No movimento cíclico que é a evolução social humana, essa janela se fechou. Amor e dor, amor ou dor, estão lá fora. E a gente? Seguimos fechadinhos em nossos quartos, no escuro ou iluminados por uma luz amarelada e artificial. Protegidos. Seguros.
Confortáveis no dessentir.
O que pede a banda Homens de Melo, no seu disco de estreia, homônimo, lançado com exclusividade no blog, é que essa janela se abra novamente. Sinta. Coragem.
"Janela aberta por fresta ou completa / Por onde o sol entra com todo esplendor / Deixe com o vento entrar o amor", diz a estrofe de Cem Anos, a segunda faixa do álbum.
A celebrar os dez anos de existência, a banda formada por Gabriel Sielawa (voz), Rafael Pessoto (guitarra), Luise Martins (baixo) e Rodrigo Leal (bateria) se esparrama em gritos de esperança em tempos sombrios e de clausura.
Ao longo de 31 minutos, as canções do grupo se guiam pela abordagem sem excessos.
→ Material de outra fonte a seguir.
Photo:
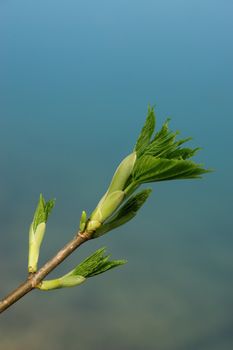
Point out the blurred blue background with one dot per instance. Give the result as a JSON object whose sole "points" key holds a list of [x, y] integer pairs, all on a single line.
{"points": [[76, 79]]}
Sob a batuta de Diego Xavier, da banda BIKE (spoiler: que, aliás, está para lançar um novo disco), a banda fechou sua formação na simplicidade do trio formado por guitarra, bateria e baixo, para dar vida a seus chamados.
Pedem por alforria em dias de clausura.
"Bate as asas na neblina o nevoeiro deixa respirar / Abre as asas, esse vento vai te fazer planar", cantam em As Asas.
Pedem por amor em dias de ódio.
"Vai dançar pra mim / Vem me olhar assim", diz o verso final de Elétrica.
São mais assertivos em Gente, canção que começa com pinceladas leves, mas se desenvolve e ganha pontes encorpadas, musculosas. A dicotomia estética e sonora escancara, frente a frente, os "tempos de paz" e "tempos de guerra" cantados por Sielawa.
Homens de Melo, o disco, vaga por esses nuances sem quebras bruscas, o que sugere que a maturidade desejada foi, de fato, alcançada.
Clara é a intenção da banda também. Pedem pelo fim das clausuras. Cantam por aberturas, afinal. As palavras "aberta", "abre" e "abrir" povoam as metáforas das músicas Ponta de Faca, Odé, As Asas e Cem Anos. Ou seja, quatro canções de um total de oito.
E eles estão certos. Talvez seja esse um dos grandes males do século 21: o distanciamento entre o ser e o sentir. E a culpa está na gente, mesmo. Sentir é duro, dói, machuca, às vezes.
Protegidos pelas relações virtuais, de redes sociais que falsamente aproximam, vive-se na apatia.
Prefiro estar no time da Homens de Melo. No time de quem se abre. Mesmo que machuque. Se Morrissey sobreviveu aos anos 1980, acho que temos alguma chance.